Since B^2 is less than 4AC, there are
no real solution. But there are 2 imaginary solutions:

X = (-B +-sqrt(B^2-4AC))/2A
X =(-7 +-sqrt(49-64))/4
X = (-7+-sqrt(-15))/4
X = (-7+-sqrt(15*-1))/4
X = (-7+-(3.87i))/4

X = -1.75 + 0.968i, and -1.75 - 0.968i.

For 2 real solutions: B^2 => 4AC

To solve the quadratic equation 2x^2 + 7x = -8 using the quadratic formula, we first need to rearrange the equation into the standard form: ax^2 + bx + c = 0. In this case, a = 2, b = 7, and c = 8.

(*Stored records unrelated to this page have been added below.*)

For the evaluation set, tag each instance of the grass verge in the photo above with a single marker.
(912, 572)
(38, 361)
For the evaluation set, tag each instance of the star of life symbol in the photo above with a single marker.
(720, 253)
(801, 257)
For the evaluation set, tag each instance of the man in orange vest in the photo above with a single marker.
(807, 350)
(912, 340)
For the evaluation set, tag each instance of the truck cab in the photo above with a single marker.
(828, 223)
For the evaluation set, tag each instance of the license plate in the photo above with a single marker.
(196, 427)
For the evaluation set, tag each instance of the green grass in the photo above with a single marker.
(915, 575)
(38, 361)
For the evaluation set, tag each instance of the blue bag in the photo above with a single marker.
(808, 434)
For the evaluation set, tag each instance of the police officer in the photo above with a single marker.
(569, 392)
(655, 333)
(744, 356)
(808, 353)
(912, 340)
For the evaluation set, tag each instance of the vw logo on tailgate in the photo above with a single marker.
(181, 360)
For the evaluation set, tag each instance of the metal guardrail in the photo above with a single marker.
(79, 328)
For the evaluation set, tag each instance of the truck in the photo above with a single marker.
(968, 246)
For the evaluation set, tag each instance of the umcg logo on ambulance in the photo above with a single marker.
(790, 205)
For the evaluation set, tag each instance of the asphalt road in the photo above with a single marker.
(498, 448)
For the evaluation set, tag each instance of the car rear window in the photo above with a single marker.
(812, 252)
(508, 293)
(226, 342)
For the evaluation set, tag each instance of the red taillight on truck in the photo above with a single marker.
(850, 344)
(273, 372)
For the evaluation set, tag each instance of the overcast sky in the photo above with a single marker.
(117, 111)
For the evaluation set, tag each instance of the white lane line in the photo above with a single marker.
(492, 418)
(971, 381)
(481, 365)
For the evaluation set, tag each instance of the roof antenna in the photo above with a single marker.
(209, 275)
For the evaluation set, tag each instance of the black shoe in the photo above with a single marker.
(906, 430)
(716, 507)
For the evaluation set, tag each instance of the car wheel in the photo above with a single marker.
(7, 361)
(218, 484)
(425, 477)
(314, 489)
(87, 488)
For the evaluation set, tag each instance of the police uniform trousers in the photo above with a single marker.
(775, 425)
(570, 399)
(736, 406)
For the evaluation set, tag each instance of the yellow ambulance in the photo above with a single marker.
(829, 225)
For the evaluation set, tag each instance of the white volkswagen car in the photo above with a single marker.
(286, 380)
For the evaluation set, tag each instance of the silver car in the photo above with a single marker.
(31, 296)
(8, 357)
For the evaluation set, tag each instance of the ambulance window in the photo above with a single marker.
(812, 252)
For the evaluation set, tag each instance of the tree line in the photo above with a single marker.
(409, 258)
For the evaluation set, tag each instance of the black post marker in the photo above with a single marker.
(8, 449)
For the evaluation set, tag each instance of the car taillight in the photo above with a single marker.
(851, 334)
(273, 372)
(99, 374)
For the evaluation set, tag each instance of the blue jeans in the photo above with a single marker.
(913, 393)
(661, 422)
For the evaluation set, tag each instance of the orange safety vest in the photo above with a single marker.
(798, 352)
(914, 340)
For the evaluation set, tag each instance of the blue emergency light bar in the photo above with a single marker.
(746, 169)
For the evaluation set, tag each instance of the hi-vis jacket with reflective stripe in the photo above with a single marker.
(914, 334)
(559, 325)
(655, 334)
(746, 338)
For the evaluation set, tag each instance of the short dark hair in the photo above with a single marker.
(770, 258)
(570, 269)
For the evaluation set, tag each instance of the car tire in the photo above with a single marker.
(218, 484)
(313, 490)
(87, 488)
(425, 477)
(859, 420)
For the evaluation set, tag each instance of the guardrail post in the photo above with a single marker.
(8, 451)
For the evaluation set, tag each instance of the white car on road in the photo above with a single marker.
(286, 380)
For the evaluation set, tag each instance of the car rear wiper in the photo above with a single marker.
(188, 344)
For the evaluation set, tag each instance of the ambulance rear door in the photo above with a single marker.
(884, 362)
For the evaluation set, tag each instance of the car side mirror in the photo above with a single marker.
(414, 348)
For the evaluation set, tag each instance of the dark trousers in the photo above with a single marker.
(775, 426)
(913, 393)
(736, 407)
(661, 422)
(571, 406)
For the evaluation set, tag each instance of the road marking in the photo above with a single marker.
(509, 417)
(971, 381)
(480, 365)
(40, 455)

The quadratic formula is given by:

x = (-b ± √(b^2 - 4ac))/(2a)

Substituting the values of a, b, and c into the formula, we get:

x = (-(7) ± √((7)^2 - 4(2)(-8)))/(2(2))

Simplifying further:

x = (-7 ± √(49+64))/4

x = (-7 ± √(113))/4

Since the quadratic formula involves the square root of a number, we need to determine whether the expression inside the square root is positive, negative, or zero. In this case, the expression 113 is positive, so we can continue.

Therefore, the solutions to the equation 2x^2 + 7x = -8 are:

x = (-7 + √113)/4 and x = (-7 - √113)/4

So, there are two solutions to this equation.